UN sanctions have starved Iraq's oil sector of the $30 billion to $40 billion dollars in investment calculated to be necessary to rebuild and develop the country's oil deposits, stirring oil companies' appetites for a piece of the expected action.
Analysts at Deutsche Bank said in a research report: "We doubt that the Russian, French and Chinese governments would completely surrender their economic interests, and support (or lack of opposition) to US military action may well come at the price of a proviso that they would have a post-Saddam economic role." Royal Institute of International Affairs researcher Valerie Marcel agreed, saying in a recent study: "A key issue for all the companies that have invested time to negotiate these contracts has been whether the agreements currently in place will survive a change of regime in Iraq... In the event of an invasion, the future of these agreements may hinge on the result of negotiations with the United States and their countries' support for US policy in Iraq."
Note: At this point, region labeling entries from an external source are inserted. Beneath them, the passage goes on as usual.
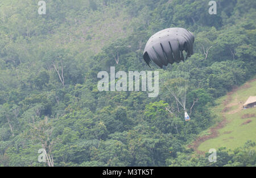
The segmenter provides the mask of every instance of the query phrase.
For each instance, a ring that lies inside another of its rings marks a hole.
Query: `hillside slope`
[[[254,79],[217,100],[212,110],[217,115],[217,126],[210,128],[207,135],[197,138],[194,148],[199,153],[221,147],[234,150],[249,140],[255,142],[256,108],[242,107],[250,96],[255,95]]]

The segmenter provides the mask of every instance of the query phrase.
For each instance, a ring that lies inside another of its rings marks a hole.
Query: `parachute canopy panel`
[[[183,28],[170,28],[160,31],[152,36],[143,52],[143,59],[148,66],[153,61],[161,68],[168,63],[179,63],[185,60],[183,51],[187,52],[186,59],[193,54],[195,36]]]

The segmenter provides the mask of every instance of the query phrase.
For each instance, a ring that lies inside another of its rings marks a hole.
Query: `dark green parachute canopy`
[[[184,60],[183,51],[187,52],[186,59],[193,54],[195,36],[183,28],[170,28],[161,30],[152,36],[143,52],[143,59],[150,66],[151,60],[161,68],[168,63]]]

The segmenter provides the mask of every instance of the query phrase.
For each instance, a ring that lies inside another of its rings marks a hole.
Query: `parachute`
[[[183,28],[170,28],[161,30],[152,36],[143,52],[143,59],[147,64],[153,61],[161,68],[168,63],[184,61],[183,51],[187,52],[186,59],[193,54],[193,44],[195,36]]]
[[[193,54],[194,42],[194,35],[186,29],[166,28],[150,38],[143,52],[143,59],[150,67],[152,61],[161,68],[168,64],[174,66],[164,85],[184,109],[186,121],[190,120],[185,107],[191,64],[187,59]],[[187,53],[185,59],[183,51]]]

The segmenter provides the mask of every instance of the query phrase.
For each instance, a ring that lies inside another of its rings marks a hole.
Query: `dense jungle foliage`
[[[0,165],[256,165],[250,140],[218,149],[212,163],[187,147],[214,124],[214,100],[256,74],[255,1],[216,0],[216,15],[207,0],[45,1],[45,15],[37,1],[0,1]],[[191,121],[163,82],[155,98],[98,90],[111,66],[168,77],[170,66],[150,68],[142,54],[152,34],[175,27],[196,37]],[[49,164],[38,161],[42,148]]]

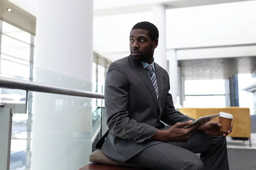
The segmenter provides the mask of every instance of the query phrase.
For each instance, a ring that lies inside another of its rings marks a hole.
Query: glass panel
[[[30,70],[34,82],[92,91],[90,82],[5,60],[0,62],[2,76],[28,81]],[[24,102],[25,95],[23,91],[0,89],[1,102],[3,98],[8,102]],[[13,116],[11,169],[28,170],[31,161],[31,168],[37,170],[79,169],[88,164],[92,149],[92,104],[91,99],[31,93],[28,114]]]
[[[225,80],[223,79],[186,80],[185,94],[188,95],[224,94]]]
[[[6,59],[9,59],[8,56],[3,54],[1,54],[1,56]],[[18,59],[15,60],[18,62],[20,61],[18,60],[20,60]],[[29,62],[26,62],[26,64],[29,65]],[[26,62],[24,62],[23,63]],[[29,66],[3,59],[0,59],[0,76],[25,80],[29,80],[30,69]]]
[[[2,27],[2,31],[3,34],[30,44],[31,34],[28,32],[4,21],[3,22]]]
[[[186,96],[184,107],[186,108],[224,108],[225,96]]]

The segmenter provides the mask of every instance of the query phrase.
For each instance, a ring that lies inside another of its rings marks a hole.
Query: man
[[[113,159],[151,170],[229,170],[225,137],[227,134],[216,122],[183,128],[195,119],[175,110],[168,74],[154,62],[158,34],[153,24],[137,23],[130,33],[131,55],[109,66],[105,87],[109,130],[98,147]],[[194,153],[201,153],[200,158]]]

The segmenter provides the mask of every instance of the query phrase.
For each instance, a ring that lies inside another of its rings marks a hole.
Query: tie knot
[[[153,73],[154,72],[153,70],[153,68],[151,65],[148,65],[146,68],[146,69],[150,73]]]

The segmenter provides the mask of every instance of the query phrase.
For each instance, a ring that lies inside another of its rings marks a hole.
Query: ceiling
[[[178,65],[186,80],[227,79],[256,70],[256,56],[179,60]]]
[[[36,16],[38,0],[9,0]],[[151,11],[156,4],[163,4],[168,8],[246,1],[248,0],[94,0],[95,16],[102,16],[142,12]],[[143,6],[143,8],[142,8]]]

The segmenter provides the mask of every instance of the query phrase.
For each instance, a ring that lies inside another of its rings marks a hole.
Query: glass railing
[[[90,82],[0,60],[10,68],[0,68],[0,78],[92,92]],[[26,91],[2,87],[0,103],[25,105]],[[10,169],[79,169],[88,163],[101,111],[92,98],[29,91],[27,99],[26,113],[13,114]]]

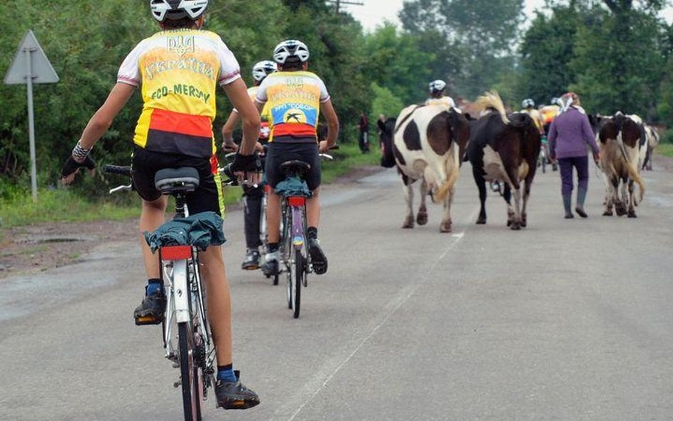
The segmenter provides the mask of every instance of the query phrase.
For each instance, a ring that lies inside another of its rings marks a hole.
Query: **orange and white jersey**
[[[262,82],[257,102],[268,106],[271,116],[269,141],[278,137],[314,139],[320,104],[329,100],[325,84],[311,72],[276,72]]]
[[[451,97],[441,97],[439,98],[428,98],[425,100],[425,105],[442,105],[447,109],[456,108],[456,102]]]
[[[118,82],[142,87],[143,112],[133,142],[158,152],[214,155],[217,87],[239,77],[236,58],[213,32],[164,31],[143,40],[117,75]]]

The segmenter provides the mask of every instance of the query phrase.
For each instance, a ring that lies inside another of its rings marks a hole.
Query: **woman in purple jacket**
[[[552,160],[558,159],[561,168],[561,194],[563,196],[563,207],[566,211],[565,217],[573,217],[570,209],[573,188],[572,168],[574,167],[577,170],[577,204],[575,212],[580,217],[586,218],[584,199],[589,185],[587,146],[591,148],[594,160],[598,159],[598,146],[596,143],[589,118],[579,105],[579,97],[574,92],[568,92],[561,97],[561,114],[556,116],[549,127],[549,155]]]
French oil giant TotalFinaElf, which had been active in Iraq for decades long before the current sanctions, is in the pole position to lead the scramble into a post-Saddam Iraq, having initialled potentially lucrative agreements for two of Iraq's most promising fields. TotalFinaElf head of exploration and production, Pierre de Margerie, said recently: "Once the situation is clarified, we hope to have a chance to defend our position."
The biggest Russian oil company, LUKoil, signed a contract to develop the vast West Qurna field, although last week Iraq said it had made a "final decision" to cancel it because "over the past three years the Russian firm has not invested one dollar in the project," as interim Iraq oil minister Samir Abdul al-Nejm said on February 10th.
However, Iraq has dealt with numerous other groups from Russia and elsewhere about developing its oil resources. American oil firms have been notably absent, having been excluded from Iraq's huge oil reserves since the end of the 1980s when Washington-Baghdad relations deteriorated. A recent report by the Council on Foreign Relations, a US think-tank, and the James A. Baker III Institute for Public Policy at Rice University warned against legal haggling between companies that have agreements with Iraq and those that are likely to want to get in on the game. The latter recommended: "Prolonged legal conflicts over contracts could delay the development of important fields in Iraq and hamper a new government's ability to expand production.... It may be advisable to pre-establish a legitimate (preferably UN-mandated) legal framework for vetting pre-hostility exploration agreements."
The stakes in a legal battle for shares in Iraq's oil sector are huge given the country's vast reserves.